March is Women’s History Month and to celebrate the inspiring women leaders in the Centre County community, Centre Foundation selected Shoba Sivaprasad Wadhia as the recipient of the 2022 Mimi Barash Coppersmith Women in Leadership award. Shoba is the Associate Dean for Diversity, Equity, and Inclusion, Samuel Weiss Faculty Scholar, and Clinical Professor of Law and Penn State Law, as well as an advocate for immigration reform.

The Mimi Barash Coppersmith Women in Leadership Fund was created in 2017 by Barbara Palmer to honor her longtime friend, Mimi, when Mimi received the Oak Tree Award. The fund encourages and supports women taking strong leadership roles around community issues. To honor the fund’s awardee each year, a $2,500 grant is given to a local nonprofit of the award recipient’s choice. This year, Shoba selected Centre Volunteers in Medicine (CVIM) to receive the grant, which cares for the uninsured Centre County residents by providing free medical and dental services.

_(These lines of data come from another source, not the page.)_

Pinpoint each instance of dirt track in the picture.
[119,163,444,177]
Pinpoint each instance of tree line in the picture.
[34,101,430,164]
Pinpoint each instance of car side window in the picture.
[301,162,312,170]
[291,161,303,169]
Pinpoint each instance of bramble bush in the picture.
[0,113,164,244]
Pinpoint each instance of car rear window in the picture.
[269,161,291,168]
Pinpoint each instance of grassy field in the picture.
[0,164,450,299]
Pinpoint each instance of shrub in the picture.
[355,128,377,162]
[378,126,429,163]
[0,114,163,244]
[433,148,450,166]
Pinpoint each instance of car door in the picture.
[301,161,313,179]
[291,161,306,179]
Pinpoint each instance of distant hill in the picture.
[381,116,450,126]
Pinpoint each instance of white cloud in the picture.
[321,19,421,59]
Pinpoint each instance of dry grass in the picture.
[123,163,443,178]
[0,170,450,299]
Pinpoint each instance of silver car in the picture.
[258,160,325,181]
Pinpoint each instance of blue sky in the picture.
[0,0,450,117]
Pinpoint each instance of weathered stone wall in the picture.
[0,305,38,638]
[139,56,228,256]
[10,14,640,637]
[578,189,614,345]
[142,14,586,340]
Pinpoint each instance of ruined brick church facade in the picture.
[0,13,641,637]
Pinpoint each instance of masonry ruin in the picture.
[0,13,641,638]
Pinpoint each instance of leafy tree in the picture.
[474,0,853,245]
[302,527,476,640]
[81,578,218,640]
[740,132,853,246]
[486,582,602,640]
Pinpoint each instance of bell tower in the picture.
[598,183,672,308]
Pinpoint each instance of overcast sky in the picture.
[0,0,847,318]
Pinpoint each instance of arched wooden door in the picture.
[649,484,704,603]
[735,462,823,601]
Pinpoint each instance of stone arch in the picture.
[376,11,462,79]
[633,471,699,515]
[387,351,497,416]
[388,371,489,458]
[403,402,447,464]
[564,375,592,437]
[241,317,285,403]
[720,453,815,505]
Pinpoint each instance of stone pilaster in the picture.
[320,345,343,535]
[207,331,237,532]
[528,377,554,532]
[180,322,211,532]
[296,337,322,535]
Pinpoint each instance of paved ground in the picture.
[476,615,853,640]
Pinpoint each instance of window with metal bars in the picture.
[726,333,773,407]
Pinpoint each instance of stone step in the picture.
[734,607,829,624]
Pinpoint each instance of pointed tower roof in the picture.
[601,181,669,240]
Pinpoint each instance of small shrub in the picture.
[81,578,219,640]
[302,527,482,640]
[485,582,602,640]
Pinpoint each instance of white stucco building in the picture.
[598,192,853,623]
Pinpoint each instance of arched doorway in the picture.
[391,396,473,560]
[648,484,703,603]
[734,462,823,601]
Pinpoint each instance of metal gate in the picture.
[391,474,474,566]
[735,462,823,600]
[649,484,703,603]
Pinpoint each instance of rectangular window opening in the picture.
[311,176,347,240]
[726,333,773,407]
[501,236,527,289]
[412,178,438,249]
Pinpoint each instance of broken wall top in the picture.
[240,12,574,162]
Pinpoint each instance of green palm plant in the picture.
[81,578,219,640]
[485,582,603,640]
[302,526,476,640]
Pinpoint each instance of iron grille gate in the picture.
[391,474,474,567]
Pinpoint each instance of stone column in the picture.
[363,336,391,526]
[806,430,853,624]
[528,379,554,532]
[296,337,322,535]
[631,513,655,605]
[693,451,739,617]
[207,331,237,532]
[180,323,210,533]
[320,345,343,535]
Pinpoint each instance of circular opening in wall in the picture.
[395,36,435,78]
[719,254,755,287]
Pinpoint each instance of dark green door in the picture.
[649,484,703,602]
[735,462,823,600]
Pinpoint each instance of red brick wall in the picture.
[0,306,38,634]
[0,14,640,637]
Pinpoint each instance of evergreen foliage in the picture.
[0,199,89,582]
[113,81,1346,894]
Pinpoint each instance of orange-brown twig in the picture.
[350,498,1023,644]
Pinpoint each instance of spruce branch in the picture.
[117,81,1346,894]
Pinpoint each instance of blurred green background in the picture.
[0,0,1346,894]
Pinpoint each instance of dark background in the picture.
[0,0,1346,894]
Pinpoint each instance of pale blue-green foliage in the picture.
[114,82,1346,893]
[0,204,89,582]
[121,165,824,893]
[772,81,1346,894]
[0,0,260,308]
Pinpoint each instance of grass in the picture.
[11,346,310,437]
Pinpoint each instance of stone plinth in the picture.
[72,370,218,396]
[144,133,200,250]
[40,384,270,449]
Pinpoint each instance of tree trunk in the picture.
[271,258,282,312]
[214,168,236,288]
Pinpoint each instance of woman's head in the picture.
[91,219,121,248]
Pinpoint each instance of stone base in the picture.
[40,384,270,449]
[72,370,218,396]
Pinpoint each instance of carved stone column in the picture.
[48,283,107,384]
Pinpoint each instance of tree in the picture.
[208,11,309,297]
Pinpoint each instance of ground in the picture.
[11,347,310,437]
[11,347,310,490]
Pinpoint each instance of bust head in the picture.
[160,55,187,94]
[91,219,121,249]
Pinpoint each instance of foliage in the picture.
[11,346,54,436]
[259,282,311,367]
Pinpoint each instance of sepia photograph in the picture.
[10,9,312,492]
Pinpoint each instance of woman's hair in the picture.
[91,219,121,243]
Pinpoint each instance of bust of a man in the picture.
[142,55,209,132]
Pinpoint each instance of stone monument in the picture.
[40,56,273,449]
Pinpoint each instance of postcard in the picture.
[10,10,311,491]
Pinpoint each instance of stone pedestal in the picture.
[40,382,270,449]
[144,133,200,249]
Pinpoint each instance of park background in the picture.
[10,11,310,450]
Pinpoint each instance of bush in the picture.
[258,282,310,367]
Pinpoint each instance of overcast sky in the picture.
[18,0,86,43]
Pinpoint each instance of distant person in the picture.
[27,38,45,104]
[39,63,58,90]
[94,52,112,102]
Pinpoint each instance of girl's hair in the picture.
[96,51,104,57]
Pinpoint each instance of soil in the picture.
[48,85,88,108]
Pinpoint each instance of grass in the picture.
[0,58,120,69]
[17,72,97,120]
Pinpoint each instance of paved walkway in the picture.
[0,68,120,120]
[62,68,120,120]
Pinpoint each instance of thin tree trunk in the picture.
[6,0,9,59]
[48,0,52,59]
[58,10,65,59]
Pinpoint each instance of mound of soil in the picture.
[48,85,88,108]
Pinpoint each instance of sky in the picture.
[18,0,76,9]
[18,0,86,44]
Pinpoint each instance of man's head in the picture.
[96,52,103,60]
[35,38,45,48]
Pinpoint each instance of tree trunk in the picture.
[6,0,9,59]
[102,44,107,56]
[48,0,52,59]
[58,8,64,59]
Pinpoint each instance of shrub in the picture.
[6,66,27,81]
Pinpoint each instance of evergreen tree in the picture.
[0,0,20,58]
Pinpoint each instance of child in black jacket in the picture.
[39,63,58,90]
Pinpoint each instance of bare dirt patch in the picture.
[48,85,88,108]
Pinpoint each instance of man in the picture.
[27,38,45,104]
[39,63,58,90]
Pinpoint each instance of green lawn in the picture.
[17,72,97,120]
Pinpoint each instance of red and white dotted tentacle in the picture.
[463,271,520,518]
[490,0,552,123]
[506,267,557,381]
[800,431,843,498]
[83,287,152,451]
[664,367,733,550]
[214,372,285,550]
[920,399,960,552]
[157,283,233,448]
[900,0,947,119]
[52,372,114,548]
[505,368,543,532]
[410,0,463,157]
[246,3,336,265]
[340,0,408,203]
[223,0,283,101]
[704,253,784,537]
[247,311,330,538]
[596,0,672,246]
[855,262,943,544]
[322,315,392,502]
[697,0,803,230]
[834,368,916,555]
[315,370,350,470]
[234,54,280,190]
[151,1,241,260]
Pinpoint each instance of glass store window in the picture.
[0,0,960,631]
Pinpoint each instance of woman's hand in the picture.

She selected CVIM because of the hard work done by the staff and volunteers to ensure everyone in the community regardless of citizenship or immigration status feels safe when accessing health-related services. Shoba was also impressed by the work that CVIM did to vaccinate the community amidst the pandemic.

“I have also witnessed the operation of CVIM during the pandemic and the instrumental role they have played in vaccinating our community with so much kindness, coordination, and timeliness.”

Shoba began her career at Penn State as a Samuel Weiss Faculty Scholar Clinical Professor of Law in 2008 and has additionally started as the Associate Dean for Diversity, Equity, and Inclusion in 2020. At Penn State Law, she teaches doctorate courses about immigration and asylum and refugee law.

While Shoba’s work is appreciated by many, she has a direct impact on the local community with the Center for Immigrants’ Rights Clinic (CIRC), which she founded and directs. As the director, she supervises Penn State Law students in community outreach, legal support in individual immigration cases, and policy work for institutional clients.

The CIRC provides legal support for Pennsylvanians facing deportation or other legal action, has reached hundreds of individuals and families, and advocates for the changing of immigration law and policy.

Shoba’s dedication to serving the community and ability to make a strong impact was one of the reasons that Mimi Barash Coppersmith and the Women in Leadership Committee selected Shoba to receive the award this year.

“Shoba walked the walk and talked the talk from the moment she arrived in Happy Valley. A woman with great education and training in terms of service to the underserved. She has made a measurable impact in the community with a sensitive subject,” said Mimi.

Shoba moved to State College to start the CIRC and supervised dozens of students who have played an instrumental role in giving back to the community through a core pillar of community lawyering and education.

“Over the last decade, the CIRC has partnered with the Borough of State College, State College Area School District, Centre Safe, Centre County Bar, units in the university, local churches, and more. I think it’s crucial for our work at CIRC to have a direct impact on our community and to show students how multidimensional and breathtaking the practice of immigration law can be,” said Shoba.

Moving forward, Shoba discussed some of her goals for herself as she directs the CIRC and in her role as Associate Dean of Diversity, Equity, and Inclusion.

“I would love to see to the CIRC be or continue to be a model for programs across the country, as well as issues that continue to arise. [And] see how the CIRC might connect even more to the university and community, perhaps through more interdisciplinary work that involves experts outside of the immigration field.

As an immigration attorney, first generation lawyer, daughter of Indian immigrants, and Associate Dean for Diversity, Equity, and Inclusion, I firmly believe that issues of equity and inequity are crucial to a conversation about how to move forward. There is also so much room for improving diversity in legal profession and beyond, not just in numbers but in leadership roles in our community and across the country.”